Somehow I Neve rthought to test that with VEAI - and I found out the other day that I forgot to tell Gigapixel AI to use the GPU, which explained why it felt like much more of a drain on the system, but it also wasn’t noticeably faster when I did switch it over?
I’m curios now how the CPU would do at the videos… hmmm… I’ll try later with a some old VHS rips. ^^
I wonder if the image dedicated encoding features of the T2 would be any good for running an AI like that. I can’t find details on the exact operations it can do, but since it’s a lot of MPEG/MP4 I assume it’ll mostly be Fourrier Transforms, wihich don’t sound all that useful… but it was SO FAST and stable, for real!
Also @reiner: sorry for being a pedant: it’s not really that the CPU is much slower at the math that it would need to do - it’s actually faster at those calculations.

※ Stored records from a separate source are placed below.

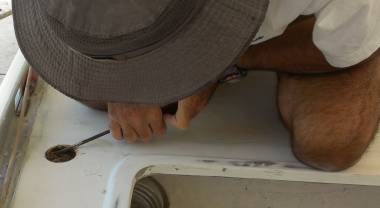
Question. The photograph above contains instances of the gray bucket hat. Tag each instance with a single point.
(136, 51)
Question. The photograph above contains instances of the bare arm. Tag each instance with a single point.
(293, 52)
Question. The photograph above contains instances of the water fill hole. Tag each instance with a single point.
(52, 155)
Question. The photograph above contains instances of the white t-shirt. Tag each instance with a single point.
(346, 31)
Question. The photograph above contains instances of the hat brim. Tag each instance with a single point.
(194, 58)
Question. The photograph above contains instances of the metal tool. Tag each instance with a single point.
(75, 146)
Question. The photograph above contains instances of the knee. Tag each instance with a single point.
(328, 153)
(325, 158)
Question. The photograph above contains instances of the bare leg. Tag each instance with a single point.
(332, 113)
(332, 117)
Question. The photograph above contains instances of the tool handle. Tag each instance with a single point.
(91, 138)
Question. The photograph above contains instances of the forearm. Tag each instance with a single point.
(292, 52)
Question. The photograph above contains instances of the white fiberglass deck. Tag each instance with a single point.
(238, 135)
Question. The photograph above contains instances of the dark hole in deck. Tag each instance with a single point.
(52, 156)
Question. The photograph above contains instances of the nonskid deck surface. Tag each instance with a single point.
(240, 123)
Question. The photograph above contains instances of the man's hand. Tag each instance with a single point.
(133, 122)
(189, 107)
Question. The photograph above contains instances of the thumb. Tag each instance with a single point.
(181, 119)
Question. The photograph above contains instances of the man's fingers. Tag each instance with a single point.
(158, 128)
(129, 134)
(116, 130)
(181, 120)
(144, 132)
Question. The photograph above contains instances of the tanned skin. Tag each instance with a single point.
(332, 113)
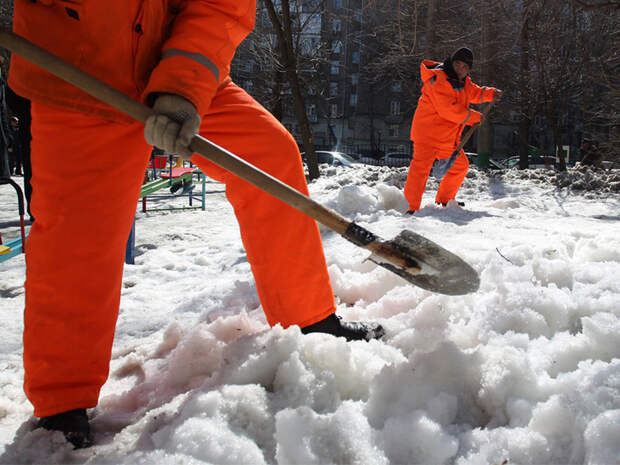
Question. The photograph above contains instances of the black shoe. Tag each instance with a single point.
(460, 204)
(350, 330)
(73, 424)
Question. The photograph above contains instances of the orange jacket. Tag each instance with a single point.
(443, 108)
(137, 46)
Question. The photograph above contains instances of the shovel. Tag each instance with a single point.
(442, 165)
(409, 255)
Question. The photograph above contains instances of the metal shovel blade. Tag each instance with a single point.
(430, 266)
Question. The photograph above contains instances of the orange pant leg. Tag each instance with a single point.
(87, 173)
(283, 246)
(419, 169)
(451, 182)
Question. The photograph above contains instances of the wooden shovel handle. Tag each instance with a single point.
(471, 130)
(200, 145)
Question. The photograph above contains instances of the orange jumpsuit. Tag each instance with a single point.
(84, 200)
(442, 114)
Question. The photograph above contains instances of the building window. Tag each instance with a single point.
(311, 112)
(394, 108)
(333, 89)
(333, 110)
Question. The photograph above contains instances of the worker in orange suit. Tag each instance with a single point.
(175, 56)
(441, 115)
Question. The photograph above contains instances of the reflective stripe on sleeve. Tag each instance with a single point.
(468, 115)
(197, 57)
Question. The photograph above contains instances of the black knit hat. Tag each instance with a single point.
(465, 55)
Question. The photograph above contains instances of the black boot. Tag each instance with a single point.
(350, 330)
(73, 424)
(460, 204)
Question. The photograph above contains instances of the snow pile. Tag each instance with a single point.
(526, 370)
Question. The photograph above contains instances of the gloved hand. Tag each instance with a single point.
(174, 122)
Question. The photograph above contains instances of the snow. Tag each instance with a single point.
(524, 371)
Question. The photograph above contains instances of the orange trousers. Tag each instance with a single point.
(87, 174)
(420, 168)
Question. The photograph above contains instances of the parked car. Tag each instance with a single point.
(397, 158)
(332, 158)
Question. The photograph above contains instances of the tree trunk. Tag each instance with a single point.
(524, 103)
(284, 31)
(430, 29)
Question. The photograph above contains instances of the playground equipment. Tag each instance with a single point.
(180, 183)
(177, 178)
(18, 245)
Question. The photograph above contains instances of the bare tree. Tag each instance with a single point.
(283, 27)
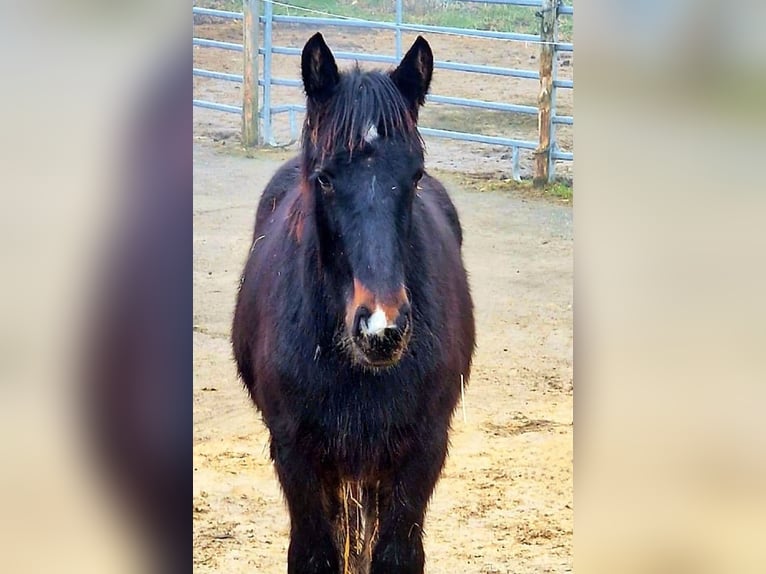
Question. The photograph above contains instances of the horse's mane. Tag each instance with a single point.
(361, 99)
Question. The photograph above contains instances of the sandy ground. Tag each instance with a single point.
(504, 503)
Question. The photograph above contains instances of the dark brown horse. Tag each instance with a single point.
(354, 321)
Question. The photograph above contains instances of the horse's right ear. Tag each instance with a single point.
(318, 68)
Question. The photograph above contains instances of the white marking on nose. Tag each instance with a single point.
(376, 324)
(371, 135)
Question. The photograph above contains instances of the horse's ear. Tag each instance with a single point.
(320, 73)
(413, 75)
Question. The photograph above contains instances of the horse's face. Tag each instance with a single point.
(363, 192)
(365, 212)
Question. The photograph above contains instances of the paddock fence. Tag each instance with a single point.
(258, 107)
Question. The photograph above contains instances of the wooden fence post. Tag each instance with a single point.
(250, 119)
(545, 98)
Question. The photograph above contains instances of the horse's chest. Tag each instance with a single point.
(362, 433)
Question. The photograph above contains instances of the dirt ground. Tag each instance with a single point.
(504, 503)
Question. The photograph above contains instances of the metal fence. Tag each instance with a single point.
(257, 121)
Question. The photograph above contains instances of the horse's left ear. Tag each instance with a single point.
(318, 68)
(413, 75)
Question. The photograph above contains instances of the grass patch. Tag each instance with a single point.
(559, 191)
(452, 13)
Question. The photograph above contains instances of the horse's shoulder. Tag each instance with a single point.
(435, 194)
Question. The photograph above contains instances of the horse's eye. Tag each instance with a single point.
(324, 182)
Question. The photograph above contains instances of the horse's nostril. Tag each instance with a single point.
(361, 317)
(405, 317)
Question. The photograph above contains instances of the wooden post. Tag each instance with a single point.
(545, 98)
(250, 119)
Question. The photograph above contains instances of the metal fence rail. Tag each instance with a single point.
(266, 50)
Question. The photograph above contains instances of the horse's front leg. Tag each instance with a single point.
(312, 504)
(403, 502)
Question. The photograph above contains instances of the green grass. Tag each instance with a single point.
(452, 13)
(559, 190)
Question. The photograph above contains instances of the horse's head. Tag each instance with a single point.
(362, 160)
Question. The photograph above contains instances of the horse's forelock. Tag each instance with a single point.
(362, 100)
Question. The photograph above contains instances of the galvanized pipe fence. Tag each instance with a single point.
(257, 120)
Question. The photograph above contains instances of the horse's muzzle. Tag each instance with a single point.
(379, 327)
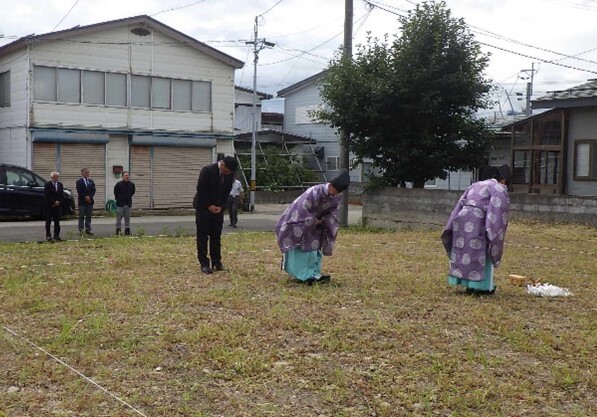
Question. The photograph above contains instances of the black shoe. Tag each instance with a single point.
(323, 279)
(478, 293)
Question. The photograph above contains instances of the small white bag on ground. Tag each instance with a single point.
(547, 290)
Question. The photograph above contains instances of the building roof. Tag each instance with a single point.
(507, 126)
(578, 96)
(263, 96)
(301, 84)
(143, 21)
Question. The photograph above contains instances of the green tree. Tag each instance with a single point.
(410, 104)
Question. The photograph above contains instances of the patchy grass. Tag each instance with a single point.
(387, 337)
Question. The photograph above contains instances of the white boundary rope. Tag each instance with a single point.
(74, 370)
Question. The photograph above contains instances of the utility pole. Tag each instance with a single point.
(531, 73)
(258, 45)
(344, 139)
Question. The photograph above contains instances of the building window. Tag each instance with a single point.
(521, 172)
(546, 167)
(431, 183)
(93, 87)
(110, 89)
(5, 89)
(44, 83)
(140, 91)
(69, 85)
(116, 89)
(332, 163)
(201, 96)
(585, 160)
(160, 93)
(548, 130)
(181, 94)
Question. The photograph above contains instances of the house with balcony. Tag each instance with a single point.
(131, 94)
(555, 152)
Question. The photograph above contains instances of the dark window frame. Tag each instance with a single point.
(592, 160)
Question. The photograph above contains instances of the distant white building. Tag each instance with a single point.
(130, 94)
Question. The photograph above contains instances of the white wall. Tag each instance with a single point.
(13, 119)
(109, 51)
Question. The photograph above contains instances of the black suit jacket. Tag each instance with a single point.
(52, 195)
(211, 189)
(85, 190)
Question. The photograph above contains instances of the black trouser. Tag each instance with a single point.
(53, 215)
(209, 227)
(233, 209)
(85, 212)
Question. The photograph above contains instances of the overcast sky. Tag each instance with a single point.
(558, 37)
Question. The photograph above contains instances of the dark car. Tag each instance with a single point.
(22, 193)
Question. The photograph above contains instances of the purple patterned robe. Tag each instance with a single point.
(296, 227)
(476, 229)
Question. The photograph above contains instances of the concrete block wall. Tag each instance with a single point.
(400, 208)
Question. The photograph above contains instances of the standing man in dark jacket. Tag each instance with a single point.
(85, 192)
(54, 195)
(123, 192)
(213, 188)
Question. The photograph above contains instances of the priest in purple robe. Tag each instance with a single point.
(307, 229)
(474, 234)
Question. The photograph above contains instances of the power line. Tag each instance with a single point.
(270, 9)
(178, 8)
(539, 59)
(67, 13)
(553, 62)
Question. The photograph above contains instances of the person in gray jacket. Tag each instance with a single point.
(123, 192)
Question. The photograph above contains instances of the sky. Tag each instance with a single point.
(557, 39)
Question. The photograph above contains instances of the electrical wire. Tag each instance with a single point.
(178, 8)
(67, 13)
(270, 9)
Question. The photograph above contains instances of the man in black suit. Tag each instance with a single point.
(54, 194)
(213, 187)
(85, 192)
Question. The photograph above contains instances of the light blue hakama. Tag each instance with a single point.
(485, 285)
(302, 265)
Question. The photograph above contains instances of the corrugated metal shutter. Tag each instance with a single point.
(44, 159)
(175, 175)
(73, 157)
(140, 171)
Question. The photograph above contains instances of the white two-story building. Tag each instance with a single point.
(130, 94)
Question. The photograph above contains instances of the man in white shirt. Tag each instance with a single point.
(233, 200)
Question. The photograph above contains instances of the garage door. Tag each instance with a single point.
(175, 173)
(166, 177)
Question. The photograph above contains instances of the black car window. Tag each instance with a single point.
(20, 177)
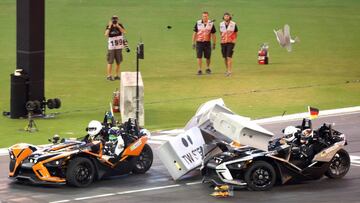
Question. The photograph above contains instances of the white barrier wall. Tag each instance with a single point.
(128, 97)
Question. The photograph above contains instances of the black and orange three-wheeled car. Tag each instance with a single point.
(79, 162)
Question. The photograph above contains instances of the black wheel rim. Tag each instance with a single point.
(339, 164)
(261, 177)
(144, 160)
(84, 174)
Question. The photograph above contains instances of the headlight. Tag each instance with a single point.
(54, 163)
(11, 154)
(239, 165)
(236, 166)
(218, 160)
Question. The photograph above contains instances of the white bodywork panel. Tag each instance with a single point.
(212, 121)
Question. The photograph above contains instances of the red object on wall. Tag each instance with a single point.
(116, 102)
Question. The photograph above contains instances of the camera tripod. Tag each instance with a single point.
(31, 126)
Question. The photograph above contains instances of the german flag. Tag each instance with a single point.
(313, 112)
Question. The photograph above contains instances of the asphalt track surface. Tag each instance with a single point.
(157, 186)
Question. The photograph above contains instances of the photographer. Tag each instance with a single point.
(116, 42)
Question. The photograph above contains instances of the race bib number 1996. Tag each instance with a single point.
(116, 42)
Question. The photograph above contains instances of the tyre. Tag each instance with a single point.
(57, 102)
(260, 176)
(339, 165)
(144, 160)
(80, 172)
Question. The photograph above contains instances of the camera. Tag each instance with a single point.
(114, 20)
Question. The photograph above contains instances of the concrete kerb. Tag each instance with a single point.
(161, 135)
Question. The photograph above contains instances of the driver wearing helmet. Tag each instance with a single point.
(94, 130)
(115, 144)
(282, 145)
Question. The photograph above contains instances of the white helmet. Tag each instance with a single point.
(145, 132)
(94, 128)
(289, 133)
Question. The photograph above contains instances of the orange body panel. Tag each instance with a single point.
(135, 148)
(21, 152)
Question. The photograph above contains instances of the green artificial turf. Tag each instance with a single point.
(314, 73)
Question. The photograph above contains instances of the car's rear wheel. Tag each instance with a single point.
(339, 165)
(144, 160)
(260, 176)
(80, 172)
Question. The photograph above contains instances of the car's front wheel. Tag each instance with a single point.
(80, 172)
(339, 165)
(260, 176)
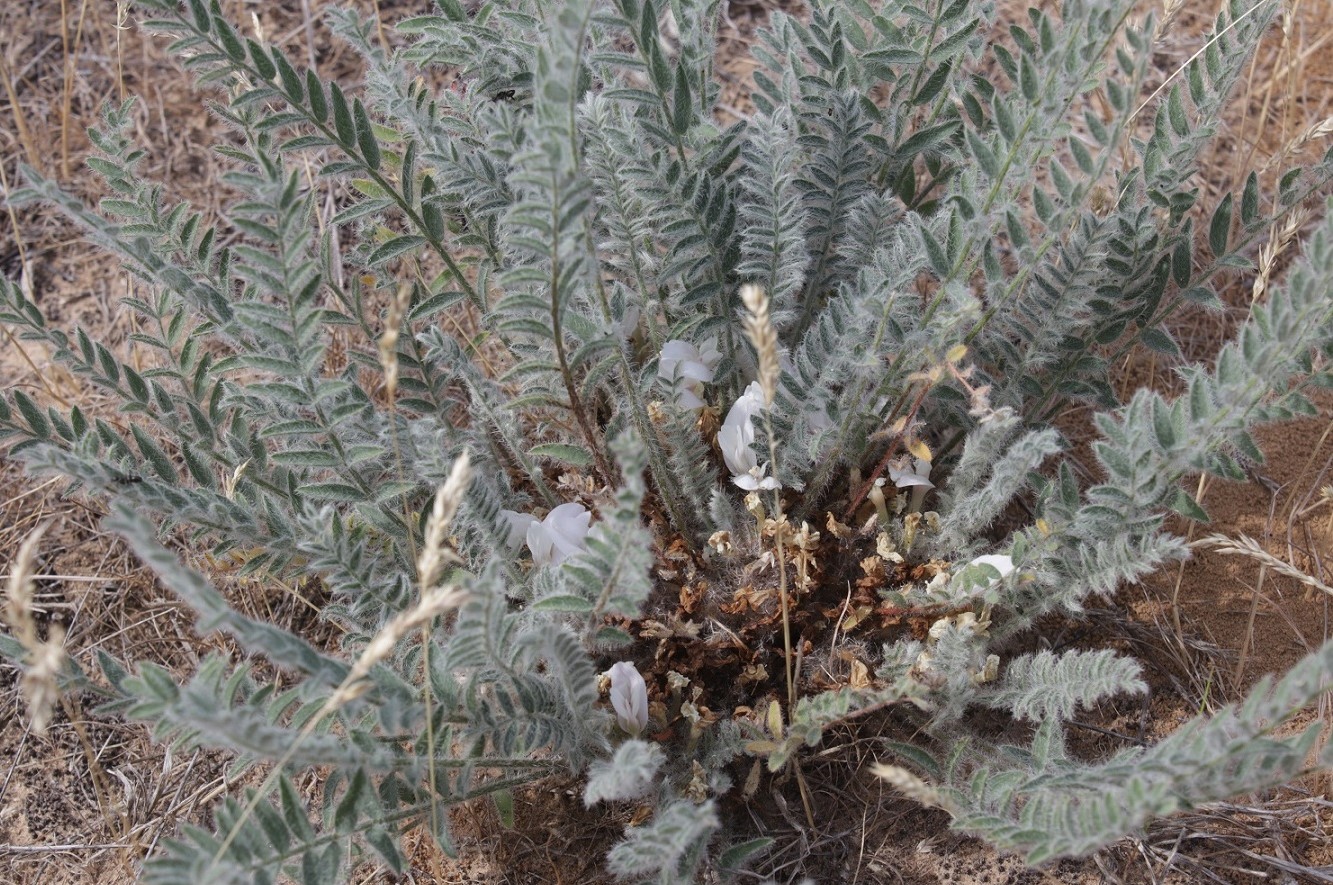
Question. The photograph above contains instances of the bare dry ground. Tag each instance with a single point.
(89, 800)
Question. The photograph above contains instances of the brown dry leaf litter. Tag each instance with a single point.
(85, 803)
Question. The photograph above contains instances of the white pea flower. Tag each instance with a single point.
(553, 539)
(629, 697)
(917, 473)
(689, 369)
(736, 440)
(915, 476)
(1000, 563)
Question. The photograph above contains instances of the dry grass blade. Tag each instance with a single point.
(763, 336)
(1245, 545)
(40, 685)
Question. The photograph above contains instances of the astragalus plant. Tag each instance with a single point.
(739, 413)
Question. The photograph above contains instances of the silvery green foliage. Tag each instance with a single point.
(911, 188)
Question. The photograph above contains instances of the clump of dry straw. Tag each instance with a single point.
(40, 683)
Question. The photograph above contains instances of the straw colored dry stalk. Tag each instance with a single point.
(40, 683)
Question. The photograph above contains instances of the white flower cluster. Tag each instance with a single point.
(736, 440)
(629, 697)
(688, 368)
(553, 539)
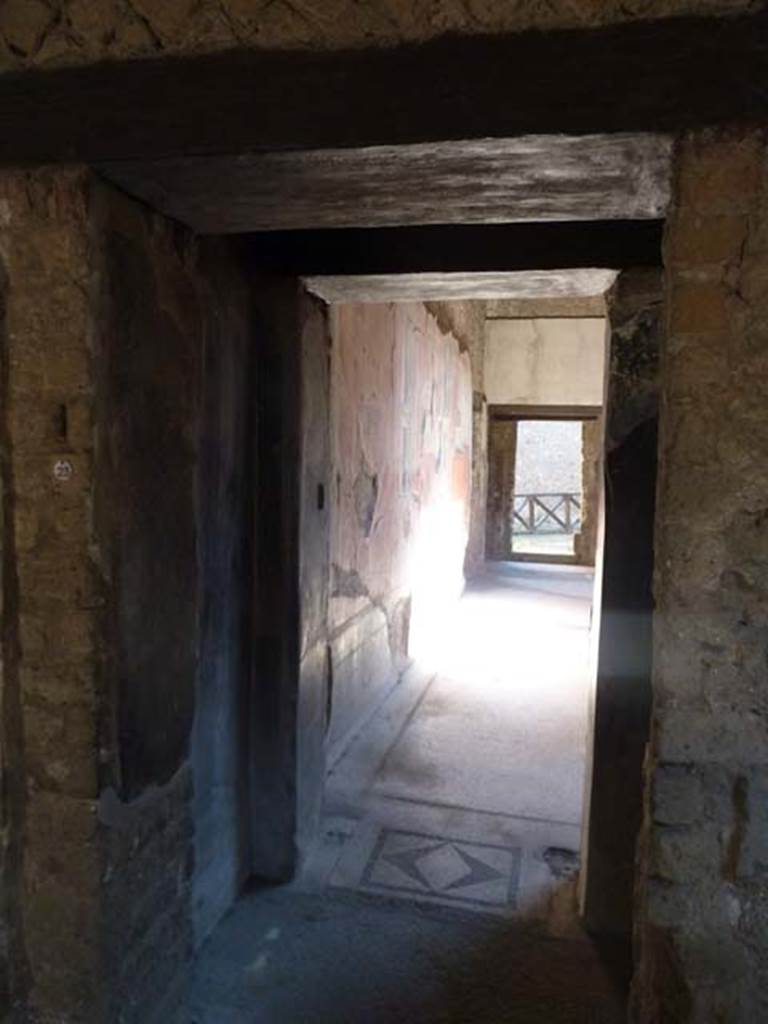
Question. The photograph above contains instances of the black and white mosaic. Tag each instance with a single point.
(450, 870)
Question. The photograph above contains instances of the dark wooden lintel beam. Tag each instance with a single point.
(458, 248)
(653, 76)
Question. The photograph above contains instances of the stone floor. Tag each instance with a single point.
(443, 886)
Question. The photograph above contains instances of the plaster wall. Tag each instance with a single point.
(547, 361)
(401, 415)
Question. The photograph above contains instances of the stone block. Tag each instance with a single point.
(680, 854)
(677, 796)
(720, 172)
(717, 733)
(695, 239)
(61, 747)
(698, 307)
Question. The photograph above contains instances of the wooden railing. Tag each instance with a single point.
(560, 513)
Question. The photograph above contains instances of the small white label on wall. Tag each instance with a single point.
(62, 469)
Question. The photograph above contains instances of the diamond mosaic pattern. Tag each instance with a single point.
(449, 869)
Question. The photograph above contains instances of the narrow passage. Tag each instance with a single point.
(442, 887)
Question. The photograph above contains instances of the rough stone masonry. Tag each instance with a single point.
(702, 930)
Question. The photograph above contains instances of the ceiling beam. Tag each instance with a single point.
(527, 285)
(457, 248)
(649, 76)
(530, 178)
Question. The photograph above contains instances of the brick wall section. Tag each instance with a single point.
(704, 850)
(47, 420)
(47, 33)
(466, 321)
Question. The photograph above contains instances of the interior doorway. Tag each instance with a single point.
(548, 494)
(455, 712)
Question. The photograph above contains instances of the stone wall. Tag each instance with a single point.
(704, 856)
(288, 714)
(46, 33)
(401, 452)
(545, 361)
(108, 310)
(53, 593)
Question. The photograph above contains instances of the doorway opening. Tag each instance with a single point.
(548, 488)
(456, 712)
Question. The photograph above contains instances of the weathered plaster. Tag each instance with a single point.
(555, 361)
(401, 455)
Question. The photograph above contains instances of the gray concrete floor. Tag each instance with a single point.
(442, 888)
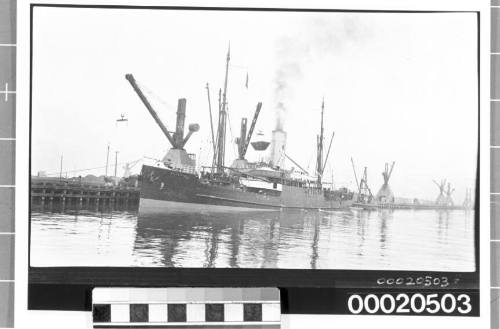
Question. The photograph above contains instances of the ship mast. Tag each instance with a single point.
(319, 160)
(221, 129)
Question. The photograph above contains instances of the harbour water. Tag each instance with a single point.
(427, 240)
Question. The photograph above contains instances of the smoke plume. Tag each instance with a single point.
(318, 38)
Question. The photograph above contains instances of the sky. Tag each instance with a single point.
(397, 87)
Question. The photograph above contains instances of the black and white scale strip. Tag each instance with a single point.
(7, 155)
(186, 308)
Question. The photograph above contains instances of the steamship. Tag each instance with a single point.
(175, 185)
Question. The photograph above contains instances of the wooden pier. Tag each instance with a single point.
(77, 193)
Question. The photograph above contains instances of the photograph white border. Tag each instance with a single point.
(42, 319)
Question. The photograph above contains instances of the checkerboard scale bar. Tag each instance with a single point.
(186, 308)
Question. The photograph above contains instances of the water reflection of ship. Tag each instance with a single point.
(227, 241)
(175, 183)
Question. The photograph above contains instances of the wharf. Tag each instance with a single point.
(75, 192)
(411, 206)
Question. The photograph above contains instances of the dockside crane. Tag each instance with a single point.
(441, 199)
(385, 193)
(364, 192)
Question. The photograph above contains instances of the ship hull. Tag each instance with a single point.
(164, 190)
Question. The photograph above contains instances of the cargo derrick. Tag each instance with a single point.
(177, 158)
(244, 140)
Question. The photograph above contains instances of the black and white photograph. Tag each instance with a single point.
(261, 139)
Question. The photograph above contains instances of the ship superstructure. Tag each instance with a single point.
(175, 185)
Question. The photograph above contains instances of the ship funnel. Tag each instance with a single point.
(181, 116)
(278, 145)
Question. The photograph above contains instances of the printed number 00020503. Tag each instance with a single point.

It’s really more the second poitnt you mentioned: a high end GPU like the RTX 3070 has a modest clock speed of around 1.5 GHz with matching RAM - but most pixels in a game image don’t really depend on the value of other pixels elsewhere in the same image. And you really only need very basic linear algebra to calculate the color they should have - the most common task is multiplying vectors and matrices. So those cards have thousands of mini ALU clusters that can only multiply and maybe add simple numbers, because that’s how you multiply matrices: field by field. But they still calculate large portions to full frames in a handful of. clock cycles because those can all be calculated independently.
Higher end cards may even be clocked slower: the RTX 3090 is at 1.4 Ghz. And it’s being fed by slower still RAM at 1.2 Ghz. But it has twice as many mini ALU clusters, and there’s more RAM spread over more chips increasing the bandwidth, so it it can push way more pixels - or larger, shaper images - in the same time frame.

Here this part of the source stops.